Caminando Fronteras aponta a falta de coordenação entre Espanha e Marrocos como uma das causas das tragédias. O coletivo cita como exemplo o naufrágio de 21 de junho, que causou a morte de 39 pessoas e que está a ser investigado pelo Ministério Público. “Sabíamos que eles não iam sair, sabíamos que iam morrer. Sabíamos porque é a nossa vida quotidiana na fronteira”, afirma uma porta-voz da comunidade migrante no relatório.

Tiroteios nos pontos de saída

A repressão contra os migrantes está a aumentar. Em 25 de maio, 43 pessoas chegaram a Gran Canaria numa patera. No cais, um sobrevivente relatou ter sido baleado na costa. Os médicos constataram que ele tinha ferimentos de bala. “Começaram a disparar quando estávamos no bote, contei até quatro tiros. Havia um rapaz morto na margem”, conta um sobrevivente. Era um rapaz do Mali.

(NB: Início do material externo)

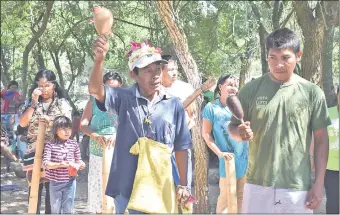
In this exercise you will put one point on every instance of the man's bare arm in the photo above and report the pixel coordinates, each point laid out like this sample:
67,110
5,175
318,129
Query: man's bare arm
182,164
240,132
96,88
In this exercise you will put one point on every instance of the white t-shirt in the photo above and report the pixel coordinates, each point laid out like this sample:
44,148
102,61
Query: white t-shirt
182,90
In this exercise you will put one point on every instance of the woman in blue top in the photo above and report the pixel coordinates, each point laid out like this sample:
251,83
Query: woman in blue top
216,117
102,125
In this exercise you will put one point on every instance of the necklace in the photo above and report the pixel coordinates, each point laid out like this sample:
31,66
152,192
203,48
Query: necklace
149,112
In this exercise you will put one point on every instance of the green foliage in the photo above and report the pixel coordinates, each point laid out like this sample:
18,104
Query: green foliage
221,36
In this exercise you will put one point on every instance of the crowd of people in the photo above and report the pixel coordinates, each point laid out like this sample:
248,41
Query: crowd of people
287,133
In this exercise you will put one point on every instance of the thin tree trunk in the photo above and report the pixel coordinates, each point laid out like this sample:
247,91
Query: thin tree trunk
32,42
327,67
313,23
189,65
40,57
4,68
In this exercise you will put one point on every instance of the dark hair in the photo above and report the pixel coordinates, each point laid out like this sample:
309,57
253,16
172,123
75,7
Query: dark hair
21,130
50,76
135,70
283,38
221,81
11,83
112,76
60,122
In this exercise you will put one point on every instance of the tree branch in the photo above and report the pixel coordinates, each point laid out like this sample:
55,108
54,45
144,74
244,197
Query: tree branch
285,21
303,13
258,16
141,26
275,15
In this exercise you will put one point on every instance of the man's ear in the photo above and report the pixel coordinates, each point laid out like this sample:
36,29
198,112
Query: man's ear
133,75
299,55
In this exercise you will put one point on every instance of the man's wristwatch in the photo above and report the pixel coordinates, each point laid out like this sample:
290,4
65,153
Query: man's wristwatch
33,105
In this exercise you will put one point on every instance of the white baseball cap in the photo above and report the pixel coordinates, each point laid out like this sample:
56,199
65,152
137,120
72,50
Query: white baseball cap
142,54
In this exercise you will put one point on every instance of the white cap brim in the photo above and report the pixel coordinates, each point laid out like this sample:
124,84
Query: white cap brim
147,60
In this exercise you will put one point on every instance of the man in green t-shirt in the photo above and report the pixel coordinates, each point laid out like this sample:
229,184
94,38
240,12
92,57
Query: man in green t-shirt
281,112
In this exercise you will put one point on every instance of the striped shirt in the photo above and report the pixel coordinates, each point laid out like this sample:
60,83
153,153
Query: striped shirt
55,151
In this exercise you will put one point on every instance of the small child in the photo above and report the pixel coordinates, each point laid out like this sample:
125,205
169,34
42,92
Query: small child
61,157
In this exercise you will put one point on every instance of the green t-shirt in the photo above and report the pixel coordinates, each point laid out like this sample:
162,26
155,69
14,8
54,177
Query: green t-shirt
282,117
333,134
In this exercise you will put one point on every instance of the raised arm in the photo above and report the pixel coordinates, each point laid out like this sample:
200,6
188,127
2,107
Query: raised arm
96,87
85,120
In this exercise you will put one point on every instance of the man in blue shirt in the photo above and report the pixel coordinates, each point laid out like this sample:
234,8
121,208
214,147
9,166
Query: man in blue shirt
144,109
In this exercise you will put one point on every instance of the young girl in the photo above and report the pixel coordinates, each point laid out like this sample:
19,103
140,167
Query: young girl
21,141
61,157
216,116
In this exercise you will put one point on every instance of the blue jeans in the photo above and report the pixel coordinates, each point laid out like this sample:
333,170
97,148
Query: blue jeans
175,172
21,149
121,204
62,196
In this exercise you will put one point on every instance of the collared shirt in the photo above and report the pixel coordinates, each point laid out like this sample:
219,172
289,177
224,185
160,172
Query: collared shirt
168,126
57,152
283,117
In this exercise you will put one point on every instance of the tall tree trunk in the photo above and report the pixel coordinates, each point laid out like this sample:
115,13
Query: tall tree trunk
245,64
55,59
264,64
5,79
327,67
39,58
189,65
262,35
313,24
32,42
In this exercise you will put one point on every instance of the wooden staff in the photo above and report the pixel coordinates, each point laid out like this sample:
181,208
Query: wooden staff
231,185
105,177
39,147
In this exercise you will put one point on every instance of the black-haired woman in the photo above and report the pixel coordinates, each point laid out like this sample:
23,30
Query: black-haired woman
47,101
216,116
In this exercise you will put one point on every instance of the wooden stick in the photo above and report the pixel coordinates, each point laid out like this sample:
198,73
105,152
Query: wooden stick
36,173
105,177
231,185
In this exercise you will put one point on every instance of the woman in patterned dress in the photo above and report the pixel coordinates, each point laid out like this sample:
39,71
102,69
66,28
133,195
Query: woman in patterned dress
103,124
47,101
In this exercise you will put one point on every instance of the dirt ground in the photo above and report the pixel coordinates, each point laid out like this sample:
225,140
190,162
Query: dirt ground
16,201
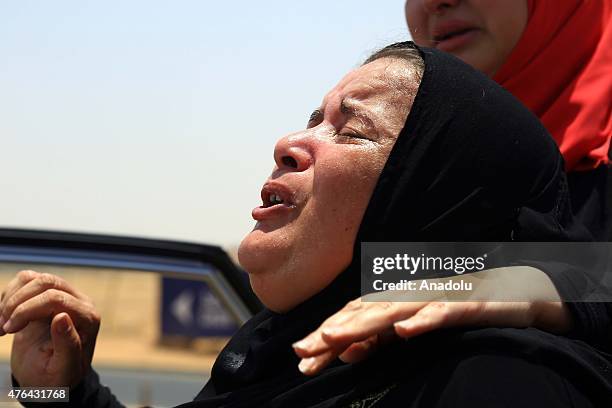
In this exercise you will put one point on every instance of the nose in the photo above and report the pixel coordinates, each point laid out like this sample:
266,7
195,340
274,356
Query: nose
438,6
291,153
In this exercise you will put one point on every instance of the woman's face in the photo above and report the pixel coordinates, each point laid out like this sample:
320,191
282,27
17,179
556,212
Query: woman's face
482,33
324,176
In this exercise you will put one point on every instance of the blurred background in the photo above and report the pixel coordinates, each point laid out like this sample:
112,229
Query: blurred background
158,119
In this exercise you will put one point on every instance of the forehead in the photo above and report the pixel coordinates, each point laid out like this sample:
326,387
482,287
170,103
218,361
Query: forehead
373,80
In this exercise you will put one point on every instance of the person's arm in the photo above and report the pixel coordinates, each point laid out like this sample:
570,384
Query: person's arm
503,297
55,328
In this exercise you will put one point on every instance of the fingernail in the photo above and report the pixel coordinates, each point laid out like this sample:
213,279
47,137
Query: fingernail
405,325
303,344
62,326
306,364
7,326
331,331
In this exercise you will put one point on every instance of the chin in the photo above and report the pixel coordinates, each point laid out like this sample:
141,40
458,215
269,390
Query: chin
271,296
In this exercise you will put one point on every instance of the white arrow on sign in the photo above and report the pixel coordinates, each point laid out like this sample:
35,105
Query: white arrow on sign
182,307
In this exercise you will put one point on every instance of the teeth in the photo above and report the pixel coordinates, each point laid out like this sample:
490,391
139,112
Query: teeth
275,199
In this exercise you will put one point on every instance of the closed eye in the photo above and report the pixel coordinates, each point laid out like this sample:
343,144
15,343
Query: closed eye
353,135
316,117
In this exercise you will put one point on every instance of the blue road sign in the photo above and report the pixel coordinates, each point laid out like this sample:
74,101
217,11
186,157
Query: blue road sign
190,308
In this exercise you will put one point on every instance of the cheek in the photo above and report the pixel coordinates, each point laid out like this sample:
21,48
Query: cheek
505,21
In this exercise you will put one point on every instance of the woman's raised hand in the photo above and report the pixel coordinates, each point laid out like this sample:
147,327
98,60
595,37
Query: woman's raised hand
363,326
55,329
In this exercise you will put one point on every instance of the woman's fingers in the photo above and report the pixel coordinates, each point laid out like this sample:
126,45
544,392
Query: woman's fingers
46,305
21,279
437,315
32,285
355,323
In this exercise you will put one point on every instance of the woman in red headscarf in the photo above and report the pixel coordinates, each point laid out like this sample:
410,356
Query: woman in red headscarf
556,57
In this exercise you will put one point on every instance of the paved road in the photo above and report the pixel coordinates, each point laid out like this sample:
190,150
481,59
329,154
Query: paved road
137,388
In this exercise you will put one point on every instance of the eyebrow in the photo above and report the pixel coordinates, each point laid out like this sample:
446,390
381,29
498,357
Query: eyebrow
350,108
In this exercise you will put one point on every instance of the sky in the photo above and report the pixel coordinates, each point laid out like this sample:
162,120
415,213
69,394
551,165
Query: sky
158,118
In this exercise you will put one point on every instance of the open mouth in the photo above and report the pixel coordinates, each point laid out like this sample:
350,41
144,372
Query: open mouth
271,196
447,36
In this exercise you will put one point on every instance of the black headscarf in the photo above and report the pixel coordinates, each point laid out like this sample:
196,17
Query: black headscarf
471,164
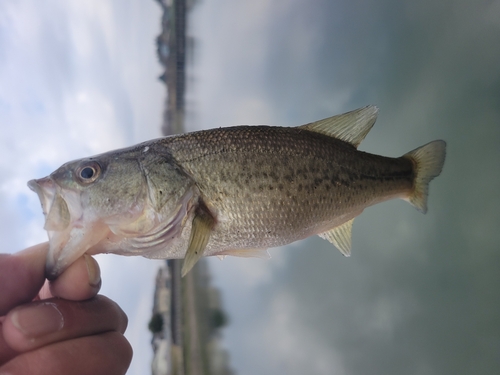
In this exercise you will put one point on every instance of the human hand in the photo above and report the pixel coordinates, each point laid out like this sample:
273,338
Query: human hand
58,327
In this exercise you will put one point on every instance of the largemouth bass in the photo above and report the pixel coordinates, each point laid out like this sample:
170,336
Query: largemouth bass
227,191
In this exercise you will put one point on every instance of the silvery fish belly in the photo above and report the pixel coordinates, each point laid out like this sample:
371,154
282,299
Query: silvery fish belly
227,191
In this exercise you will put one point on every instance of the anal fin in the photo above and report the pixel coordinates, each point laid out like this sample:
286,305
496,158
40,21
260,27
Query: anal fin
341,237
203,222
247,253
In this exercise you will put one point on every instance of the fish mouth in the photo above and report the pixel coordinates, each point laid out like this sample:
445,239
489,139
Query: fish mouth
55,209
62,210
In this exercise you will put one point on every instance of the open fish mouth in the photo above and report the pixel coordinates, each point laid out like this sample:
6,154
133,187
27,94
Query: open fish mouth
62,213
55,208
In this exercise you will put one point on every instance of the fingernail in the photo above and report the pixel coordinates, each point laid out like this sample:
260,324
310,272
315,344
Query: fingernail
93,271
39,320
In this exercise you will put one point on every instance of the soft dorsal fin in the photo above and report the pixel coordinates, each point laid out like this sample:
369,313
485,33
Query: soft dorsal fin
203,222
341,237
351,127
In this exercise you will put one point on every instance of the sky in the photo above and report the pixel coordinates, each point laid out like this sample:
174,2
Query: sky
418,295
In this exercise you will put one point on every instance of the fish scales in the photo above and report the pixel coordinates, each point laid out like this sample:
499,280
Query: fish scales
227,191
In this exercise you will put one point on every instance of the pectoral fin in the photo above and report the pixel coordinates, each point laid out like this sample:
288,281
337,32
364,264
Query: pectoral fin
203,223
341,237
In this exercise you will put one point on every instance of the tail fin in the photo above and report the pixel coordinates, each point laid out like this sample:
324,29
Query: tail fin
428,161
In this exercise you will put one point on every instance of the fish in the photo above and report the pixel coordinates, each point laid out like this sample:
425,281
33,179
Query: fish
227,191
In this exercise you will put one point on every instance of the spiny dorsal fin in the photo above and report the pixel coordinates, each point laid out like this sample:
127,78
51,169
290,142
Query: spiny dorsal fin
203,222
351,127
341,237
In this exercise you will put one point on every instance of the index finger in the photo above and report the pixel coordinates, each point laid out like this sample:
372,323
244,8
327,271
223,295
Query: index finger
21,276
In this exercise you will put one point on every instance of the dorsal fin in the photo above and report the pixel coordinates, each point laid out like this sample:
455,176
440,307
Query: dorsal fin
351,127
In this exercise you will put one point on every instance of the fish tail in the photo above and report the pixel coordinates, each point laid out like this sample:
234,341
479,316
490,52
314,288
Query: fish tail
428,162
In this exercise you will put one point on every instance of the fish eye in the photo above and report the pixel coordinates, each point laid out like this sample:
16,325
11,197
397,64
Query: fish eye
88,172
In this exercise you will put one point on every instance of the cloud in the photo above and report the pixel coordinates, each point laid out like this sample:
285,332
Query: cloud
77,78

“Ainda não consigo dormir à noite, ouço os tiros, vejo a cara dele, pergunto-me se os pais sabem que ele está morto e onde está o corpo”, acrescenta. Caminando Fronteras afirma que o corpo está na morgue de El Aaiún. Três outras pessoas ficaram feridas no tiroteio e, embora tenham conseguido embarcar no barco, morreram a caminho.

A rota dos cayucos

A rota que liga o Senegal às Ilhas Canárias teve um “destaque terrível” em 2023. Milhares de pessoas fugiram do país para escapar à instabilidade política. Só no ano passado, a travessia feita por canoas fez 3 176 vítimas em 55 tragédias diferentes.

Por detrás destes números estão milhares de famílias que ainda não conseguiram encontrar respostas. “Ainda não nos conformámos com a perda de vidas em 2006. Neste bairro, há centenas de pescadores que partiram e nunca mais voltaram. Não sabemos o que vai acontecer a estas novas vítimas, o que é que o povo senegalês vai fazer com a sua memória”, diz à reportagem um ativista senegalês.

No Senegal, foram criadas associações para lidar com o luto. Estes espaços também surgiram na crise de Cayuco de 2006 e são maioritariamente constituídos por mulheres. “Desde essa altura, não há dados sobre o número de pessoas que morreram, mas no bairro podemos ver os órfãos que cresceram. Gostaríamos que o Estado apresentasse os números dos que partiram e desapareceram, mas é impossível”, diz um ativista dos direitos dos migrantes.

A instabilidade política e social no Senegal começou a agravar-se nos primeiros meses de 2023, com a prisão do líder da oposição Ousmane Sonko. Desde então, os desaparecimentos de jovens nacionais têm-se multiplicado. Um pescador de uma associação de pescadores senegaleses recorda que registam desaparecimentos “todas as semanas”. Há muitas, muitas pessoas que se prepararam para sair do país, que ainda se estão a preparar ontem e hoje”, observa. Perante a repressão dos que protestam nas ruas, muitas crianças optaram por abandonar as suas casas. Muitos adolescentes não estão preparados para embarcar numa tal viagem, mas tentam-na na mesma”, refere o relatório.

Durante o segundo semestre de 2023, as partidas da Mauritânia para El Hierro aumentaram. e Gran Canaria. Nesta rota, foram registadas 10 tragédias com 395 vítimas e 7 embarcações desaparecidas. Entre a Gâmbia e o Arquipélago, registaram-se 1.018 mortes de cidadãos da Gâmbia, do Senegal, do Mali, da Guiné-Bissau e da Guiné-Conacri. “Sem o corpo, a ferida não se fecha, é como se a cicatriz estivesse sempre mole e pudesse abrir-se a qualquer momento”, conclui o relatório.